The homogenization gives:

$$(a^2b^2+a^2c^2+b^2c^2)(a+b+c)^2\leq(ab+ac+bc)(a^2+b^2+c^2)^2.$$ Hence, the condition it's $u=3u^2-2v^2$ and does not depend on $w^3$.

In another hand, we need to prove that $$3v^4-2uw^3\leq v^2,$$ which is a linear inequality of $w^3$, which says that

it remains to prove our inequality for an extremal value of $w^3$,

which happens in the following cases.

  1. $w^3=0$.

Since our new inequality is homogeneous, we can assume $c=0$ and $b=1$, which gives $$a(a^2-a+1)(a-1)^2\geq0;$$

  1. $b=c=1$, which gives $$(a-1)^2(2a^2+3a+4)\geq0.$$ Done!
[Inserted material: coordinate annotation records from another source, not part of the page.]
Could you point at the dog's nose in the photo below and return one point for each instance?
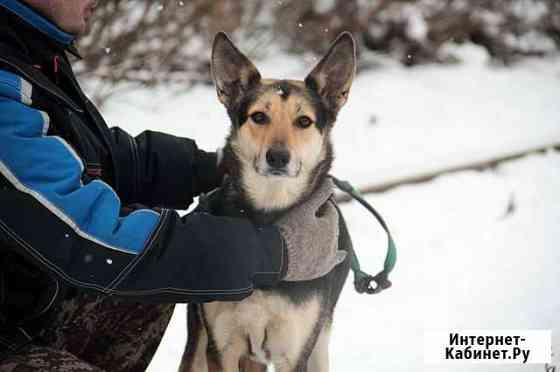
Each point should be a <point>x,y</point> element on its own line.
<point>277,158</point>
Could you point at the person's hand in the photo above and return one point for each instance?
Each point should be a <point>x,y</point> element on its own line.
<point>310,232</point>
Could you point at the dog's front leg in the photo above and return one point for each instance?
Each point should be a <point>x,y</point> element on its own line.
<point>319,359</point>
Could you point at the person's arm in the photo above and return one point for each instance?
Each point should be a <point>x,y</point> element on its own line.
<point>158,169</point>
<point>76,231</point>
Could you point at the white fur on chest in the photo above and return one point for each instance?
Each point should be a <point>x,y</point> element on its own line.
<point>287,326</point>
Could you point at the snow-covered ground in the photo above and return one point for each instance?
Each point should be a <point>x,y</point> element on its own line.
<point>477,250</point>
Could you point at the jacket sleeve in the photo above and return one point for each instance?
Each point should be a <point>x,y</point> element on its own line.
<point>76,231</point>
<point>158,169</point>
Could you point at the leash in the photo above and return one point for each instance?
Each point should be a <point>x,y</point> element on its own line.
<point>362,280</point>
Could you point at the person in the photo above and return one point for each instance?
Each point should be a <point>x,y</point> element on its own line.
<point>93,254</point>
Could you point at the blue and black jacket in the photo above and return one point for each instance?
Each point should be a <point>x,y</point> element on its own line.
<point>86,207</point>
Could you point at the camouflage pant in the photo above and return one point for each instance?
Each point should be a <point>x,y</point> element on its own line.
<point>97,334</point>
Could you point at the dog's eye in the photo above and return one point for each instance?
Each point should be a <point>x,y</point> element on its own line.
<point>259,118</point>
<point>304,122</point>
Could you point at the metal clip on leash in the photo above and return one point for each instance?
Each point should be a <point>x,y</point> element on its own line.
<point>362,280</point>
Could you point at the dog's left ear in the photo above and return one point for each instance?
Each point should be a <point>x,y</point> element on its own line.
<point>333,75</point>
<point>232,71</point>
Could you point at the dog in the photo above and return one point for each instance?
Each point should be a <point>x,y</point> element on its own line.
<point>277,153</point>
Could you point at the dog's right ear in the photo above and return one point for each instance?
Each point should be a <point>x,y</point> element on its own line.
<point>232,71</point>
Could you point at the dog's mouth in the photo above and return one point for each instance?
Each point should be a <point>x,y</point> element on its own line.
<point>284,172</point>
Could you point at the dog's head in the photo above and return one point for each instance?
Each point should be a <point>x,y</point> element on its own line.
<point>279,145</point>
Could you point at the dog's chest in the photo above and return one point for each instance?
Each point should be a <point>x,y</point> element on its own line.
<point>265,326</point>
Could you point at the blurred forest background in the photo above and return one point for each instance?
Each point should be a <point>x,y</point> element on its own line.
<point>152,42</point>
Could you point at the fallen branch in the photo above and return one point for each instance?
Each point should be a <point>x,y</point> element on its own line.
<point>428,176</point>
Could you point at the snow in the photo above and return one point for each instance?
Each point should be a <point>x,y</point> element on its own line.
<point>477,250</point>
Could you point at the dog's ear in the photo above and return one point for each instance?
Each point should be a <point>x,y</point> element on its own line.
<point>232,72</point>
<point>333,75</point>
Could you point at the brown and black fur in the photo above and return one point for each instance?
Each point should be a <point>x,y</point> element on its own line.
<point>289,324</point>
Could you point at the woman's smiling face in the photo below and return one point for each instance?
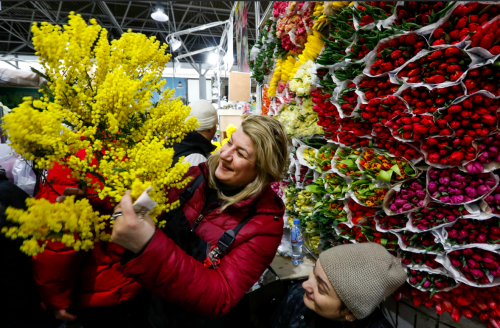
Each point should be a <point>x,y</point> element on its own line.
<point>237,160</point>
<point>322,298</point>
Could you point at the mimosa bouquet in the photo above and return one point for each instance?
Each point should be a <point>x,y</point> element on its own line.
<point>97,102</point>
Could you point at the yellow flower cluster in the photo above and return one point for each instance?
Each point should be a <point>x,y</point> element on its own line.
<point>216,144</point>
<point>287,69</point>
<point>320,18</point>
<point>229,131</point>
<point>98,99</point>
<point>300,121</point>
<point>312,48</point>
<point>44,222</point>
<point>273,84</point>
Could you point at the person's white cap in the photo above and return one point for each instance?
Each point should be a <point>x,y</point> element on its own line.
<point>205,112</point>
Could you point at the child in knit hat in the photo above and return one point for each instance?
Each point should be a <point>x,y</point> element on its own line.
<point>344,290</point>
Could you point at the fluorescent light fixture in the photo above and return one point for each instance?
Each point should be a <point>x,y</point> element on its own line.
<point>213,58</point>
<point>159,13</point>
<point>175,44</point>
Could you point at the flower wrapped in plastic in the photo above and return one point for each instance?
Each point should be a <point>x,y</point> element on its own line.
<point>97,101</point>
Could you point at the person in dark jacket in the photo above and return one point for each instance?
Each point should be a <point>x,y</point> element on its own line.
<point>344,290</point>
<point>189,287</point>
<point>20,301</point>
<point>197,145</point>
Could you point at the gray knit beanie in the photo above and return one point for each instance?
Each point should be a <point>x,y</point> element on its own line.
<point>363,275</point>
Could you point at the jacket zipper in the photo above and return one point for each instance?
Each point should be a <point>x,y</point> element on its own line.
<point>201,216</point>
<point>197,222</point>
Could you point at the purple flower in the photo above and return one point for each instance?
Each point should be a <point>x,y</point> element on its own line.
<point>483,158</point>
<point>399,202</point>
<point>474,184</point>
<point>445,199</point>
<point>456,184</point>
<point>444,181</point>
<point>416,186</point>
<point>487,140</point>
<point>420,194</point>
<point>407,207</point>
<point>483,190</point>
<point>457,199</point>
<point>432,187</point>
<point>477,273</point>
<point>482,238</point>
<point>458,177</point>
<point>474,167</point>
<point>434,175</point>
<point>492,151</point>
<point>444,173</point>
<point>490,182</point>
<point>471,192</point>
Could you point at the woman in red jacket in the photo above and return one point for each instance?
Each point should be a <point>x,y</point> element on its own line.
<point>228,209</point>
<point>84,285</point>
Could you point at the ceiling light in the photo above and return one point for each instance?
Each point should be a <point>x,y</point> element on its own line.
<point>159,13</point>
<point>174,43</point>
<point>213,58</point>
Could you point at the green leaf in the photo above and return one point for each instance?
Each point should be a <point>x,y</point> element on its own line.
<point>347,162</point>
<point>37,72</point>
<point>395,168</point>
<point>409,171</point>
<point>313,188</point>
<point>385,175</point>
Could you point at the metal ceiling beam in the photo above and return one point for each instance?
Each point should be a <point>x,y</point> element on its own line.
<point>126,12</point>
<point>185,13</point>
<point>112,18</point>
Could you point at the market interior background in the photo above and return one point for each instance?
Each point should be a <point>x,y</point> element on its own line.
<point>211,59</point>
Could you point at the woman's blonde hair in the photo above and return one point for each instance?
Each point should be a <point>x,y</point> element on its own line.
<point>272,147</point>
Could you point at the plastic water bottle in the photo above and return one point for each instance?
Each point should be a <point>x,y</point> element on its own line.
<point>297,257</point>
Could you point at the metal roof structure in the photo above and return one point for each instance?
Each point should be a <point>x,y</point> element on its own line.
<point>117,17</point>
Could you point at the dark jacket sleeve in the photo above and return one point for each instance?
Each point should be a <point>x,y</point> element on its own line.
<point>169,272</point>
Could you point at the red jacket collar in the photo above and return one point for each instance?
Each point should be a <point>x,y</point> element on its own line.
<point>269,202</point>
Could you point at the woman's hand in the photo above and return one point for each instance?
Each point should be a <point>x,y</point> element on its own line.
<point>71,192</point>
<point>63,315</point>
<point>128,230</point>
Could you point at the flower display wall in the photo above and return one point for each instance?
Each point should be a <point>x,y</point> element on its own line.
<point>406,95</point>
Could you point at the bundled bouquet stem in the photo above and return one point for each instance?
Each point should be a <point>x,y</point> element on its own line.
<point>97,102</point>
<point>382,166</point>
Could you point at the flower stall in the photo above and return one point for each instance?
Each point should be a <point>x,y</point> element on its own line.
<point>393,110</point>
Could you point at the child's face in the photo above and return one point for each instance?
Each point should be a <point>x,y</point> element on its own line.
<point>322,298</point>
But we can prove this by another way:

we need to prove that $$\sum_{cyc}(a^4+2a^2b^2)\sum_{cyc}ab\geq\sum_{cyc}a^2b^2\sum_{cyc}(a^2+2bc)$$ or $$\sum_{cyc}(a^5b+a^5c-a^4b^2-a^4c^2+a^4bc-a^2b^2c^2)\geq0$$ or $$\sum_{cyc}ab(a^2-ab+b^2)(a-b)^2+\frac{1}{2}abc(a+b+c)\sum_{cyc}(a-b)^2\geq0$$ and we are done!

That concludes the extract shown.